Finally, we see no material distinction between subpoenaed deposition testimony and testimony in open court, where both are offered in the context of a judicial or administrative proceeding alleging government misconduct. Caw argues that testimony given during a deposition, which is often conducted in the private confines of a law firm, differs from testimony elicited in court, which is open to the public. We have recognized that the public has a lesser First Amendment interest in accessing pretrial discovery materials.
See Kamakana v. City & Cnty. of Honolulu, 447 F.3d 1172, 1179–80 (9th Cir.2006) (holding parties to a lower standard when they seek to file under seal documents attached to non-dispositive rather than dispositive motions);
see also Seattle Times Co. v.
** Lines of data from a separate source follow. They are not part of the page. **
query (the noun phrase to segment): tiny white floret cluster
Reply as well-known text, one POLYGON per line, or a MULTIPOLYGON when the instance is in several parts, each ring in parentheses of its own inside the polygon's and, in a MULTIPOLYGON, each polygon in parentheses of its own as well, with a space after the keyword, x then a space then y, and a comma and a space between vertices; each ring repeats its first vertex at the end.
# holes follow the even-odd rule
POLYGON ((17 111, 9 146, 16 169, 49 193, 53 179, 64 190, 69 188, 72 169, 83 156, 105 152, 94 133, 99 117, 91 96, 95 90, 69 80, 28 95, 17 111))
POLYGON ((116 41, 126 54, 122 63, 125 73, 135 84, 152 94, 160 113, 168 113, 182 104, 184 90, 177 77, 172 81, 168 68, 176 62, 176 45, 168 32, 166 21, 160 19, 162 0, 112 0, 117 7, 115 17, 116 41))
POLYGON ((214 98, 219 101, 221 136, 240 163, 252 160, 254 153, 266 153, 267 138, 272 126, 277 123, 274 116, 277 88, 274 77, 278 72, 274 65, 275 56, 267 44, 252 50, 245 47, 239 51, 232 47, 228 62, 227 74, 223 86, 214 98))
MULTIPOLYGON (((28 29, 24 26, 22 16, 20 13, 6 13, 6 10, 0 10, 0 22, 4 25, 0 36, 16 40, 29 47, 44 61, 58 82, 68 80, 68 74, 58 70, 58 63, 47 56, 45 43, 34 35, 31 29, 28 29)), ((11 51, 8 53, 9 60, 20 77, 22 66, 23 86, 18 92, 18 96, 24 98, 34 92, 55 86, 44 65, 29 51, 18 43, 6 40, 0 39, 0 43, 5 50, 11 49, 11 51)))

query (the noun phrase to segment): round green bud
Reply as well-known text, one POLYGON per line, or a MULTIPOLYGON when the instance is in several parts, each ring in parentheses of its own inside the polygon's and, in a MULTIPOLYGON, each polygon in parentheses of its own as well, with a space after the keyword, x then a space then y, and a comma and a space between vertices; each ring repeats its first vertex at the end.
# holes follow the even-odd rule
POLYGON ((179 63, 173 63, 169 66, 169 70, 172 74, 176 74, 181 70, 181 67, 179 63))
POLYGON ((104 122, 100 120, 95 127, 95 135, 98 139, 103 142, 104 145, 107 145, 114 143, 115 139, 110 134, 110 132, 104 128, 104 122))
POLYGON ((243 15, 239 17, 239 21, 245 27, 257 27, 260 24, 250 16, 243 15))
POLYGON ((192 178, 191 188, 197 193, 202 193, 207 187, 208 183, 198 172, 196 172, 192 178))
Rhinehart, 467 U.S. 20, 33, 104 S.Ct. 2199, 81 L.Ed.2d 17 (1984) (holding that a protective order prohibiting the disclosure of pretrial discovery does not offend the First Amendment). We see no basis, however, for affording a lower level of First Amendment protection to a subpoenaed deponent than to a witness at trial. Both offer sworn testimony. Both have the potential to “ ‘bring[ ] to light potential or actual discrimination, corruption, or other wrongful conduct by government agencies or officials.’ ”
Clairmont, 632 F.3d at 1104 (quoting
Alpha Energy Savers, 381 F.3d at 925). Both “contribute in some way to the resolution of a proceeding in which a matter of public concern is at issue.”
Id. (quoting
Robinson, 566 F.3d at 823). Furthermore, while the public may not have immediate access to private deposition testimony, such testimony may later become a matter of public judicial record, for example if attached to a summary judgment motion.
See Kamakana, 447 F.3d at 1179–80. At that point, the deposition testimony would reach as broad an audience as would the courtroom testimony.
Cf. Desrochers, 572 F.3d at 714 (explaining that, while not dispositive, one factor to be weighed is whether the speech is made publicly or to a limited audience). A rule protecting an employee from retaliation for her deposition testimony only after the testimony had been made part of the public record would be both unworkable and unjustified.